Impressive implementation! How are you handling data transfer timing? We’re planning a similar integration and trying to decide between real-time sync versus batch processing. Real-time seems ideal for payroll accuracy, but I’m concerned about API rate limits and system load.

What did your error handling approach look like? We’ve built similar integrations and our biggest ongoing challenge is dealing with data quality issues - employees entering time in ways that don’t map cleanly to payroll codes. How do you catch those problems before they cause payroll errors?

The timing question is critical. We experimented with both approaches in our implementation. Real-time sync sounds great in theory, but for time-attendance data, batch processing makes more sense for several reasons. First, most payroll systems don’t need immediate updates - they process on a schedule (weekly, biweekly).
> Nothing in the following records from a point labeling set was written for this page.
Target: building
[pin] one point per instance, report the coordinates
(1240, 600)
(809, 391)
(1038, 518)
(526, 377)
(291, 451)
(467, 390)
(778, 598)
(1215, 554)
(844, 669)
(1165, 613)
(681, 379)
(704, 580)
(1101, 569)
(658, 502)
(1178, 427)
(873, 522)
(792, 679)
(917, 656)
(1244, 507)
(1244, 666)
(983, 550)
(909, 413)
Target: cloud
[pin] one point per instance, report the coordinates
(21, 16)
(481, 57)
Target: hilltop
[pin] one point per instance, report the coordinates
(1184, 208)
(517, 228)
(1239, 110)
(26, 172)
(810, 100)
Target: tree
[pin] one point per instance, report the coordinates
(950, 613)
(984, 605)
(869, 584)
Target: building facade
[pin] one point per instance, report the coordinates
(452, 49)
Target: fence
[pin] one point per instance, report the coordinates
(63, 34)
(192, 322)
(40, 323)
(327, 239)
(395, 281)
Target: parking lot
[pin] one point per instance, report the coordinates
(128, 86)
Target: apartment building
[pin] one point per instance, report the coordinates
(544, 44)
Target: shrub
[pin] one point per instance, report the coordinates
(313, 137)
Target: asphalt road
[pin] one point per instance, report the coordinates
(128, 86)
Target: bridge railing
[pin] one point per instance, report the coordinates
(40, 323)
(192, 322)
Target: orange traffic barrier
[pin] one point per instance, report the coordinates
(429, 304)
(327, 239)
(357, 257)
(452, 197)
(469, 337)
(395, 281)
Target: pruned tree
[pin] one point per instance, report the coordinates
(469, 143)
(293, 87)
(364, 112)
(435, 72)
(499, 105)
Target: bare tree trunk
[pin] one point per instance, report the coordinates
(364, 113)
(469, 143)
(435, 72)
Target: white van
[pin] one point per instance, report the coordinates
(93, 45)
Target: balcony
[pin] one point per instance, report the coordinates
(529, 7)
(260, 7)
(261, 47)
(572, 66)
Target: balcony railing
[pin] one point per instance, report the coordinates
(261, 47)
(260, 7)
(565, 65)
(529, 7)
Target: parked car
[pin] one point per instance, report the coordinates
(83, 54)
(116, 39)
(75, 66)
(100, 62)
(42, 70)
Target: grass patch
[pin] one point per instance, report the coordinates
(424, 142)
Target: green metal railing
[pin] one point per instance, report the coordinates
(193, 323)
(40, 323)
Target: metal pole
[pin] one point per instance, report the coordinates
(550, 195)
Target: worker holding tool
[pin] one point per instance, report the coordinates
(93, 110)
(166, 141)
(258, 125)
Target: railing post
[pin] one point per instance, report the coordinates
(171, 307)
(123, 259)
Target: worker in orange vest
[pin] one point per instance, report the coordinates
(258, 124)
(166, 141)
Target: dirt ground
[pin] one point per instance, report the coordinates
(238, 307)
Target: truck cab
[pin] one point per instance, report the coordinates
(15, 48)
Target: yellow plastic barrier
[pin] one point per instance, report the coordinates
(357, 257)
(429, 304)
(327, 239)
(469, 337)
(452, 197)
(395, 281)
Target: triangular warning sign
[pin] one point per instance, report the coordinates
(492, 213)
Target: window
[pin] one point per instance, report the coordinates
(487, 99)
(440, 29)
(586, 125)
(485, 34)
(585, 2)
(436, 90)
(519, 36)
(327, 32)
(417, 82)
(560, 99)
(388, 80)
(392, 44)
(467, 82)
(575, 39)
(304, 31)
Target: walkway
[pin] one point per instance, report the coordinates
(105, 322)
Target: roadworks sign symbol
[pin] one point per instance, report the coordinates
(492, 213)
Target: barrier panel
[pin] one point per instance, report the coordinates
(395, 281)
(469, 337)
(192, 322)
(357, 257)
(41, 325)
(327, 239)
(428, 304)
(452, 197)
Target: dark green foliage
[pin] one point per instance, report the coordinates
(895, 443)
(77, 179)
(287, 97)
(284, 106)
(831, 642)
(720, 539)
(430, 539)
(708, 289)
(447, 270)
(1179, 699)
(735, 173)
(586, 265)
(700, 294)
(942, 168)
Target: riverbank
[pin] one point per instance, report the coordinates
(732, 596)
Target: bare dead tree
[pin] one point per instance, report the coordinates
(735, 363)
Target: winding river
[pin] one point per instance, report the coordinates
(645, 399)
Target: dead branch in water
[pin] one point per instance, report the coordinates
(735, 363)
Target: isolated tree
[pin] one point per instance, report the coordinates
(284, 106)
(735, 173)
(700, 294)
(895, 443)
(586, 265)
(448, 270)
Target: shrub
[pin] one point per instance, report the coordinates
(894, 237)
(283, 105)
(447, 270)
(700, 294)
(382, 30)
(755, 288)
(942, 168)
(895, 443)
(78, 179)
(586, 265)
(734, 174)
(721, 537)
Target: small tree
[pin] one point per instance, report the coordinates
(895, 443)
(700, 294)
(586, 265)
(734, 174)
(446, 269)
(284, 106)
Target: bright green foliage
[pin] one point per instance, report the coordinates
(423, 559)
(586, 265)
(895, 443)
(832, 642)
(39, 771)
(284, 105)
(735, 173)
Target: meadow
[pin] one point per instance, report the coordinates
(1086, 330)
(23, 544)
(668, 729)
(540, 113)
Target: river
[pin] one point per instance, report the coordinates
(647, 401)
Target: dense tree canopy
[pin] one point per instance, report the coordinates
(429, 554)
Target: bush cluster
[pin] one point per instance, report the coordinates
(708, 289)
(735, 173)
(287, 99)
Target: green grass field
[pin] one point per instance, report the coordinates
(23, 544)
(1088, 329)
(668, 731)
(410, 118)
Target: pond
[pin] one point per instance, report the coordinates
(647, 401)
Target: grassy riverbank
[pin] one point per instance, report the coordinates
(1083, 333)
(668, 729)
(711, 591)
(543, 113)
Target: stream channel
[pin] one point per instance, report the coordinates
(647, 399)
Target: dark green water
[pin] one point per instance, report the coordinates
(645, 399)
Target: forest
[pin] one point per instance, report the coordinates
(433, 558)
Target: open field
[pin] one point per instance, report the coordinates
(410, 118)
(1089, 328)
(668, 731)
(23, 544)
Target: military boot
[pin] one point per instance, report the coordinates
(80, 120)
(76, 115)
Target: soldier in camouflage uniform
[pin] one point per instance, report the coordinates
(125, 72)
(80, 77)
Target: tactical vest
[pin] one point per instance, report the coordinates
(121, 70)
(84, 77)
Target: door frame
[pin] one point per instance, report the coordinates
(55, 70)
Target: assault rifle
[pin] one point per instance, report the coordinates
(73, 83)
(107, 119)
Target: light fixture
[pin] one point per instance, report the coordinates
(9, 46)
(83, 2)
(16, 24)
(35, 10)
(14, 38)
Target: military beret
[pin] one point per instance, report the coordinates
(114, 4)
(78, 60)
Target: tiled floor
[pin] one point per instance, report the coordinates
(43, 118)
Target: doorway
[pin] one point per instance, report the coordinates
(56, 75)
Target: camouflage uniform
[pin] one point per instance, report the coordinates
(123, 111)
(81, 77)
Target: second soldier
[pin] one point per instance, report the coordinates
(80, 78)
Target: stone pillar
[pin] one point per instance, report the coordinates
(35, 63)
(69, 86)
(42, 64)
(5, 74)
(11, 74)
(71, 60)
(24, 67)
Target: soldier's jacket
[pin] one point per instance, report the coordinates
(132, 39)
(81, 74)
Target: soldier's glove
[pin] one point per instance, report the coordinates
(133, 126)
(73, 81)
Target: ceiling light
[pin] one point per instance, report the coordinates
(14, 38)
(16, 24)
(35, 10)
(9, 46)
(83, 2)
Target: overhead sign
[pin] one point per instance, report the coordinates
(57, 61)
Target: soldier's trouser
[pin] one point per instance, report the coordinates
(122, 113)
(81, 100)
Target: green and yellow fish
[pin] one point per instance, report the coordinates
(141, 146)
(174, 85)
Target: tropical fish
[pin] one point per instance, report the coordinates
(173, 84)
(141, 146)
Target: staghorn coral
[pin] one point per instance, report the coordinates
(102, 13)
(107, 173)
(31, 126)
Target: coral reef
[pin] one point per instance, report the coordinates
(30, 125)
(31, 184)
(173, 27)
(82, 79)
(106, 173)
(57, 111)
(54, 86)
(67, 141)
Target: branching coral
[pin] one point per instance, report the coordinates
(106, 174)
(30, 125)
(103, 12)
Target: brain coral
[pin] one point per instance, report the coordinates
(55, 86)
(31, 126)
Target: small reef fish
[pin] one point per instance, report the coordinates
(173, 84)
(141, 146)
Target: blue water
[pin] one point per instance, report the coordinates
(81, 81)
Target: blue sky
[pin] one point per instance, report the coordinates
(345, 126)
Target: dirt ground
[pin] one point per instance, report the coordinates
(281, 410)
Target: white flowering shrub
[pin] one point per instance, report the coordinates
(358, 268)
Second, batch processing lets you apply business rules across multiple time entries before sending, which is essential for calculations like overtime that depend on weekly totals. Third, it’s much easier to implement error handling and recovery with batch jobs than with hundreds of individual real-time transactions. We settled on a nightly batch that runs after time entry cutoff, which gives us the best balance of timeliness and reliability.

This is really helpful, thanks for sharing! We’re in the early stages of a similar project. Can you elaborate on how you handled the shift differential calculations? That’s one of our biggest concerns - our payroll system needs differential amounts calculated before the data is sent, but Workday stores them as separate time entries.